Si può, allora, parlare propriamente di una oralità di ritorno come ha fatto Ong nel suo Oralità e scrittura? O, piuttosto, bisognerebbe parlare di una visione orale della scrittura?

Sicuramente le nuove tecnologie hanno contribuito non poco a scompaginare il già tormentato rapporto dell’individuo con un elemento così atipico come la scrittura. La rapida accelerazione che ha subito l’evoluzione tecnologica nel campo della diffusione delle informazioni, e che continua a subire, rende ancora più difficile una riflessione esaustiva sul tema. Una delle difficoltà, appunto, è legata ai tempi: è sufficiente pensare già al fatto che tra l’invenzione della stampa a caratteri mobili e la messa a punto del primo computer sono passati centinaia di anni, mentre tra la comparsa dei primi computer ingombranti, pesanti e di difficile utilizzo, alla dominazione degli smartphone, utilizzabili con facilità anche da un bambino, il tempo trascorso è quello di qualche decennio, per dare l’idea della velocità con cui il rapporto dell’uomo con l’uso della scrittura si modifichi.

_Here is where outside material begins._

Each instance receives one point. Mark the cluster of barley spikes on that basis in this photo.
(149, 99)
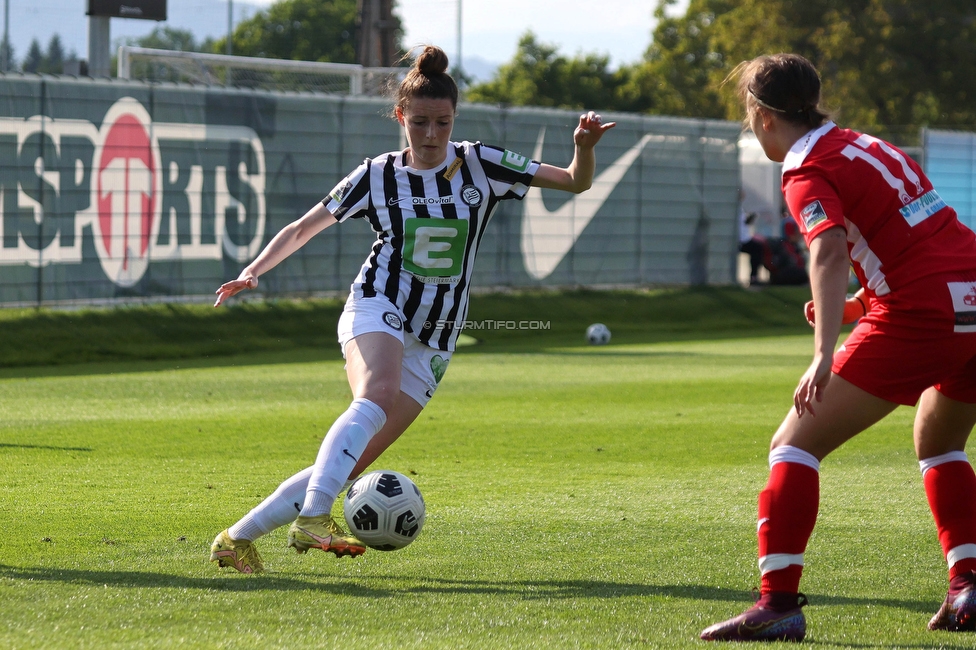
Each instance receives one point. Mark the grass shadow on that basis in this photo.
(8, 445)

La seconda difficoltà è legata al tempo: per quanto ci si possa sforzare di avere o trovare una linea guida nei nostri rapporti con questo campo in continuo mutamento, e che ci faccia capire qualcosa su cosa gli eventi che si consumano in questi spazi significhino o possano significare per noi, siamo comunque e sempre calati in questo determinato orizzonte degli eventi del quale non cogliamo la totalità, o almeno la parvenza di essa, poiché da tale orizzonte non possiamo estraniarci semplicemente tirando ci su per i capelli.

Nonostante tali difficoltà, si tenta spesso di delineare una sorta di sviluppo del rapporto dell’uomo con la sua medialità, con la sua capacità di comunicare e altrettanto spesso, nel definire i rapporti tra le fasi della comunicazione precedente a quella digitale e globalizzata e quella attuale, vengono schierati una serie di armamenti concettuali basati su una serie di coppie di opposti che caratterizzerebbero le due fasi. Le principali sono: linearità-simultaneità, semplicità-complessità, frammentazione-continuità, razionalità-immediatezza, unisensorialità-sinestesia, tutte volte a sottolineare una cresciuta complessità e fluidificazione dei rapporti rispetto alla situazione precedente, quasi che la scrittura tradizionale e le forme della comunicazione passata siano condannate ad una linearità e ad una semplicità del codice che nella contemporaneità non si troverebbero più.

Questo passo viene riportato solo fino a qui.